Protective Blocking on FORTS
The Moscow Exchange may apply its own measures against users sending large volumes of clearly unexecutable requests: from additional fee to temporary login block.
The FORTS protection mechanism task is to help users minimize the consequences of their erroneous actions.
The mechanism counts errors returned by the exchange. Blocking the user helps reduce downstream consequences but does not eliminate them.
How the mechanism works
The FORTS protection mechanism uses separate counters, one for each tracked error type. Reaching the limit on any counter restricts the user’s access to order management until the cause of restrictions is resolved.
The mechanism applies only to the futures market and does not affect other exchange sections — errors from other markets are ignored and do not trigger restrictions. On the futures market, all errors via HTTP API and WebSocket are tracked. GraphQL API is not monitored due to the nature of the tracked request types.
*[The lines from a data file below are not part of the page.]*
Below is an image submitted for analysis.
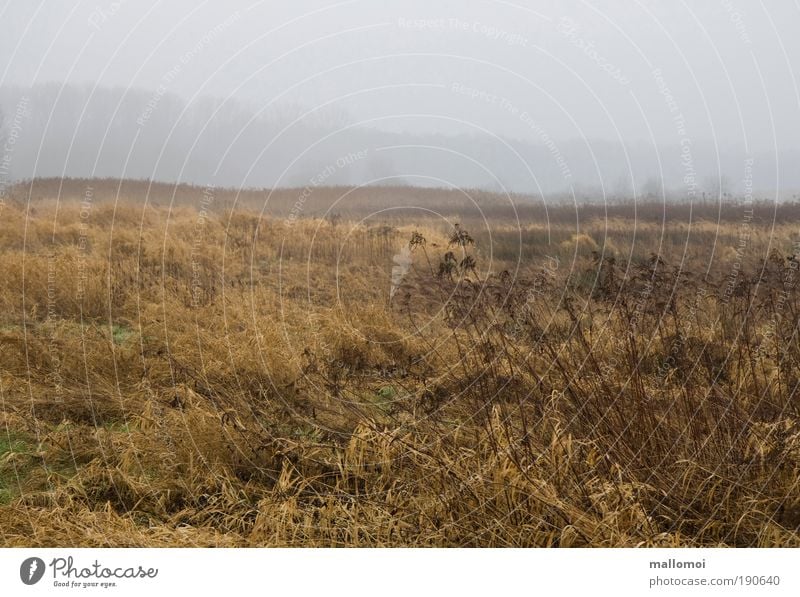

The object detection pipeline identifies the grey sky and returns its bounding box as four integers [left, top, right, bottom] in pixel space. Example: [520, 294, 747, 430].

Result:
[0, 0, 800, 193]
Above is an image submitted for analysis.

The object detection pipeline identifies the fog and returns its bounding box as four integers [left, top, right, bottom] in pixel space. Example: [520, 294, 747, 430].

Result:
[0, 0, 800, 200]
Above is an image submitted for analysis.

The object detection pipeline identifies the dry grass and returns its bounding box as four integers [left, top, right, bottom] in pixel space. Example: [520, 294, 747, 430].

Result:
[0, 182, 800, 546]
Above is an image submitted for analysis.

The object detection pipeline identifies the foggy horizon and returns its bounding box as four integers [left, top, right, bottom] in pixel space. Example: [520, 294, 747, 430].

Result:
[0, 0, 800, 201]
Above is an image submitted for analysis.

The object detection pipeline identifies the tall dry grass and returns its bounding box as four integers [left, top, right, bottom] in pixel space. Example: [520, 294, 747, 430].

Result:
[0, 184, 800, 546]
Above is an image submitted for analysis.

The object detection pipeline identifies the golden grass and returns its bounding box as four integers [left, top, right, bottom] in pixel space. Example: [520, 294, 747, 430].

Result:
[0, 183, 800, 546]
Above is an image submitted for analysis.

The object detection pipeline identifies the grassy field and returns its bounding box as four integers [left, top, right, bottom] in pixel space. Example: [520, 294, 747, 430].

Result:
[0, 180, 800, 547]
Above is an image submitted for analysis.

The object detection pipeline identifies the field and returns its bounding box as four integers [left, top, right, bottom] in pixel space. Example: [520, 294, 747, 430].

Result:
[0, 180, 800, 547]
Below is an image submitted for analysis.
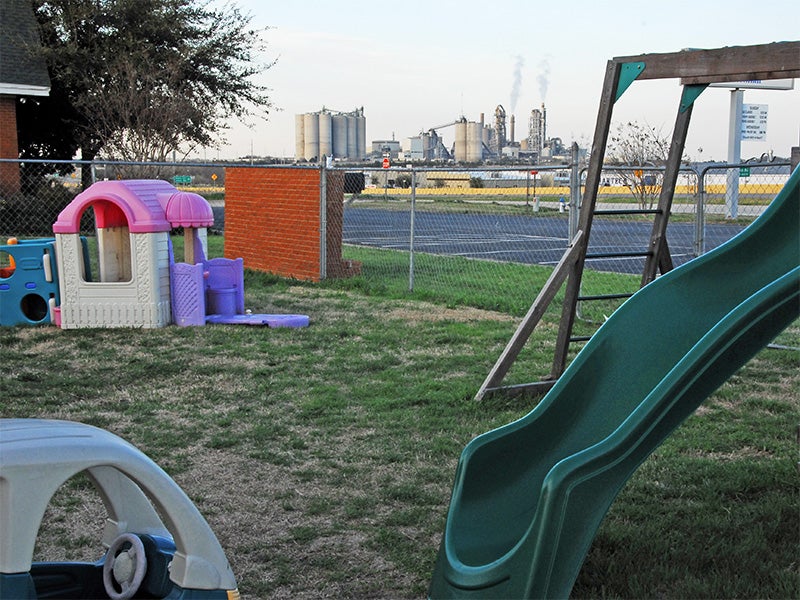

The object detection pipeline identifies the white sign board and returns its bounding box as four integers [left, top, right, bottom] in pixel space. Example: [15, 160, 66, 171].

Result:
[742, 104, 769, 142]
[708, 79, 794, 90]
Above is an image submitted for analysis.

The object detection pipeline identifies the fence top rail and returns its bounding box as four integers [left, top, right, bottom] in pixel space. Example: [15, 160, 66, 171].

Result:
[0, 157, 791, 175]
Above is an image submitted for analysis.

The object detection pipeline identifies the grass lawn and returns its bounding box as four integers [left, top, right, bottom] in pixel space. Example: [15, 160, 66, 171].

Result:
[0, 238, 800, 599]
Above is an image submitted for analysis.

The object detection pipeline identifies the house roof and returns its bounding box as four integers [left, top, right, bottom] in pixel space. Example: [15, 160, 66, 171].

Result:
[0, 0, 50, 96]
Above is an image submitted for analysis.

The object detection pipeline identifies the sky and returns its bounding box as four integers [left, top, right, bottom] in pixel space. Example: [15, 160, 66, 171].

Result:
[208, 0, 800, 161]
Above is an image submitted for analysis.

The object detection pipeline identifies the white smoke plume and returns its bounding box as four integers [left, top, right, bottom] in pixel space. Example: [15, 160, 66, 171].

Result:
[509, 55, 525, 115]
[536, 57, 550, 102]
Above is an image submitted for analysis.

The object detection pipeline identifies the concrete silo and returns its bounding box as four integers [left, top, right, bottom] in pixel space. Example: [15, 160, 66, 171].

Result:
[465, 121, 483, 162]
[358, 108, 367, 160]
[453, 120, 467, 162]
[333, 114, 347, 158]
[303, 113, 319, 160]
[347, 114, 358, 159]
[318, 111, 333, 158]
[294, 115, 306, 160]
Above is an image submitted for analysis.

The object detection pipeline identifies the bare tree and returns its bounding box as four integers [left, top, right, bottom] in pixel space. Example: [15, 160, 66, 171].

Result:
[19, 0, 272, 185]
[606, 121, 670, 209]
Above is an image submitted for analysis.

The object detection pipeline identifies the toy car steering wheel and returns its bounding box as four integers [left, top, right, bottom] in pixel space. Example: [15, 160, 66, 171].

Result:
[103, 533, 147, 600]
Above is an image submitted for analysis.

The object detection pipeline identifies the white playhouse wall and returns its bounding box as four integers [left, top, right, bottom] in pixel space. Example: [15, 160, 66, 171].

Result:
[56, 232, 172, 329]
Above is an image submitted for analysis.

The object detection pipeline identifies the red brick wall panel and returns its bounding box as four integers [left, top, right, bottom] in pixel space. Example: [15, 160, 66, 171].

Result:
[0, 95, 20, 194]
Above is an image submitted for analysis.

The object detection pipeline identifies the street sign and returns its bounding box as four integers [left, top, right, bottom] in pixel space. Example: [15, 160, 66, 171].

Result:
[742, 104, 769, 142]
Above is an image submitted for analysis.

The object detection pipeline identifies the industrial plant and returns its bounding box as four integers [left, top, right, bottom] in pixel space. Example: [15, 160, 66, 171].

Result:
[295, 103, 565, 164]
[294, 106, 367, 162]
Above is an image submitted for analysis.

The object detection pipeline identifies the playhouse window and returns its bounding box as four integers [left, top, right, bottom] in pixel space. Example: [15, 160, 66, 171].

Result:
[0, 250, 15, 279]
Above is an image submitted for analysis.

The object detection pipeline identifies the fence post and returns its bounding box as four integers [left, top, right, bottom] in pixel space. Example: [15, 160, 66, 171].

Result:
[319, 163, 328, 281]
[408, 167, 417, 292]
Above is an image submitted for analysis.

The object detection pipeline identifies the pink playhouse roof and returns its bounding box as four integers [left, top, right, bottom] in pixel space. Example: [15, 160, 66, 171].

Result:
[159, 192, 214, 227]
[53, 179, 214, 233]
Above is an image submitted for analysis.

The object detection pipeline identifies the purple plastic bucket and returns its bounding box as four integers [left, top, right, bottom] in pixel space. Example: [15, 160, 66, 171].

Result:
[206, 287, 236, 315]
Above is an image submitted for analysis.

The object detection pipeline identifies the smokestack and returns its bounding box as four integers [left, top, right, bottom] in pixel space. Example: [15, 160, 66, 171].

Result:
[542, 102, 547, 144]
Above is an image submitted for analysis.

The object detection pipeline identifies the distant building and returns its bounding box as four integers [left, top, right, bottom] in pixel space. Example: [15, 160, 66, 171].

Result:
[294, 106, 367, 162]
[371, 140, 401, 159]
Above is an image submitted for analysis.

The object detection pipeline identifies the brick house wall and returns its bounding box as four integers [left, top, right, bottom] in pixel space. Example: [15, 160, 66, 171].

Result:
[225, 167, 360, 281]
[0, 95, 20, 194]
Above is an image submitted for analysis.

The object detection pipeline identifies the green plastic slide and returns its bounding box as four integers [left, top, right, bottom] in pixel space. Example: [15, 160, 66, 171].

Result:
[429, 169, 800, 598]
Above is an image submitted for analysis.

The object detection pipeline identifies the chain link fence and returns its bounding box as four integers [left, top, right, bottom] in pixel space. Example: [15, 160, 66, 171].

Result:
[0, 161, 790, 344]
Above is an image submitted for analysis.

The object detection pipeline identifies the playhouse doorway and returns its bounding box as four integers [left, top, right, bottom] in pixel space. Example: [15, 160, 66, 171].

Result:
[81, 200, 133, 283]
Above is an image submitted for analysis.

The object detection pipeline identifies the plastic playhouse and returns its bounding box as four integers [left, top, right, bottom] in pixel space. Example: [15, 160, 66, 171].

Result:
[0, 180, 309, 329]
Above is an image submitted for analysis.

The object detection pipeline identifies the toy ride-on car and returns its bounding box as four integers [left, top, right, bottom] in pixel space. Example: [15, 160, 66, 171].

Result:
[0, 419, 239, 600]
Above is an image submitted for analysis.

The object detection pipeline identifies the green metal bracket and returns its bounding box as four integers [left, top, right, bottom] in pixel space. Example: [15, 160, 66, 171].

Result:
[614, 62, 645, 102]
[681, 83, 708, 112]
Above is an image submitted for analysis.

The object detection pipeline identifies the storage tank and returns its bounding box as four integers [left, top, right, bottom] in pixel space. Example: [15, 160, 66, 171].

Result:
[303, 113, 319, 160]
[453, 121, 467, 162]
[352, 111, 367, 160]
[319, 112, 333, 158]
[294, 115, 306, 160]
[466, 121, 483, 162]
[347, 115, 358, 159]
[333, 115, 347, 158]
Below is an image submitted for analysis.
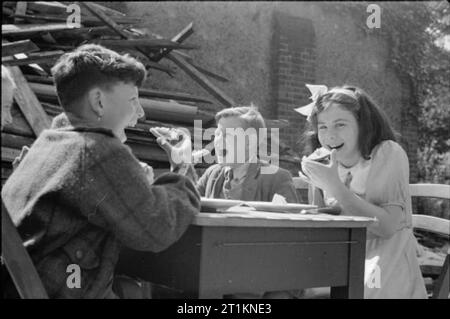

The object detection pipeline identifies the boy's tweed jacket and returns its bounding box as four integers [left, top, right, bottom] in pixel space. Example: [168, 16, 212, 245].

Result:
[2, 113, 200, 298]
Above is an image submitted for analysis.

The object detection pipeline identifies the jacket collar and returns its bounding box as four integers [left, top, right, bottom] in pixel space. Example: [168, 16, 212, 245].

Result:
[51, 112, 116, 137]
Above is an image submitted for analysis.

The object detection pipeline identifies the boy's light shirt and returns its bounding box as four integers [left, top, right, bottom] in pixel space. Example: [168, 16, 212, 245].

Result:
[226, 156, 257, 188]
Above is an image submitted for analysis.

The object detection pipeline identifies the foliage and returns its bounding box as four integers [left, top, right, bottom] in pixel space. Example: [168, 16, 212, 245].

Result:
[321, 1, 450, 183]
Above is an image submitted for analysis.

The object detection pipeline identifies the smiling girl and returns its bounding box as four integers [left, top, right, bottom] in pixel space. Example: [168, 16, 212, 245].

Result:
[301, 86, 427, 298]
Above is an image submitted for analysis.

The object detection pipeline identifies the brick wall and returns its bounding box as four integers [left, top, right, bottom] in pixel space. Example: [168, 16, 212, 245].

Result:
[271, 12, 316, 153]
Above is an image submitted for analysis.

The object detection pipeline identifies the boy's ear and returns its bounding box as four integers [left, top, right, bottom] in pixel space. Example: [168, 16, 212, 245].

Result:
[87, 88, 105, 117]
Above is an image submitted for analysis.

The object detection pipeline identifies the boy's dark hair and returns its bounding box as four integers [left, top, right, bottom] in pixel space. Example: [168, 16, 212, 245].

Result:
[52, 44, 146, 111]
[305, 85, 396, 159]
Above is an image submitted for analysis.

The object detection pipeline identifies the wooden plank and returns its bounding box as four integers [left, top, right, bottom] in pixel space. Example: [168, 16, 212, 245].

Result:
[432, 254, 450, 299]
[139, 89, 213, 104]
[95, 39, 198, 50]
[2, 200, 48, 299]
[8, 66, 51, 136]
[174, 50, 230, 82]
[11, 13, 142, 26]
[2, 23, 78, 36]
[2, 40, 39, 57]
[14, 1, 27, 23]
[2, 51, 64, 66]
[80, 1, 172, 75]
[167, 52, 235, 107]
[412, 214, 450, 236]
[152, 22, 194, 62]
[13, 1, 67, 14]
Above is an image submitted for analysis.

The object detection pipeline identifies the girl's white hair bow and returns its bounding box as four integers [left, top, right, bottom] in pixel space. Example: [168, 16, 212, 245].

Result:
[294, 84, 328, 121]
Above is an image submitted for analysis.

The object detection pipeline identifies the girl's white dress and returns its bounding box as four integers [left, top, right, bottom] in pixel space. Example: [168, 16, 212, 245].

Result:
[324, 141, 427, 299]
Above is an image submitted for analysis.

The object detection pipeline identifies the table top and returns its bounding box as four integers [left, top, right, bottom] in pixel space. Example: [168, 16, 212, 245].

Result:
[192, 211, 375, 228]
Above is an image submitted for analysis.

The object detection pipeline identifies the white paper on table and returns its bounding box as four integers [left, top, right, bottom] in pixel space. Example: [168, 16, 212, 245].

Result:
[272, 193, 287, 205]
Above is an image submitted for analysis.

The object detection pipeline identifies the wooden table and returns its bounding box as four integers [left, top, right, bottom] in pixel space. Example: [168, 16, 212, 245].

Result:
[118, 212, 373, 298]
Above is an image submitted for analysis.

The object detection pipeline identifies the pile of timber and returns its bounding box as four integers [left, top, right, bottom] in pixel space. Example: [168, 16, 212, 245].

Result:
[2, 1, 239, 184]
[2, 1, 299, 184]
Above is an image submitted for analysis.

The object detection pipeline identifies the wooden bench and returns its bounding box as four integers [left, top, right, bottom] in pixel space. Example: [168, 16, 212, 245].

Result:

Counters operate independently — their values are not summed. A user will not be blocked even if all counters are at limit - 1. However, reaching the limit by multiple counters results in consecutive blocks.
Blocks are temporary and automatically removed after the duration specified for the error type. Early unblocking is not available. After a block is removed, a 60-second cooldown period begins: the system continues to count errors but does not apply new blocks. If the limit is exceeded during this time, a new block is applied immediately after the cooldown.
Counters are reset in two cases:
- At the start of a new day;
- When the block is removed.
Importantly, counters accumulate and reset independently. For example, removing a block for "Order not found" does not affect the "Instrument not found" counter.
Resetting counters in our system does not affect the exchange. If the mechanism has blocked a user three times for "Order not found" errors, the exchange has already recorded at least 1200 penalty points for its own calculations.
Actions and point costs
The protective blocking mechanism tracks the same error types as the exchange. The difference lies in the allowed thresholds:
| Error type | Limit | Blocking time, sec. |
|---|---|---|
Trading session suspended or closed | 400 | 1800 |
Security not found | 400 | 1800 |
Unspecified (or unknown) error from exchange | 2000 | 1800 |
Cross deal occurred | 400 | 1800 |
Insufficient client funds | 400 | 1800 |
Insufficient brokerage firm funds | 400 | 1800 |
FOK order not reconciled | 400 | 1800 |
Order not found | 400 | 1800 |
The Transaction completed successfully and no orders (0) deleted error type is not currently tracked by the mechanism. Be careful when sending a request to cancel all orders.
The list of tracked actions, their costs, limits, and block durations may change without notice.
Quick summary
- Applies only to the futures market, not affecting other exchange sectors;
- Each error type has its own counter;
- Reaching the limit temporarily blocks trading access on the futures market. Limits and block durations are listed above;
- Blocks are removed automatically only — manual unblocking is not available;
- Lifting a block resets only the counter that triggered it, making subsequent blocks on other counters possible;
- After a block is removed, a 60-second cooldown period begins: errors are counted but no new block is applied;
- All errors recorded by the mechanism are also recorded by the exchange and used in its penalty fee calculations.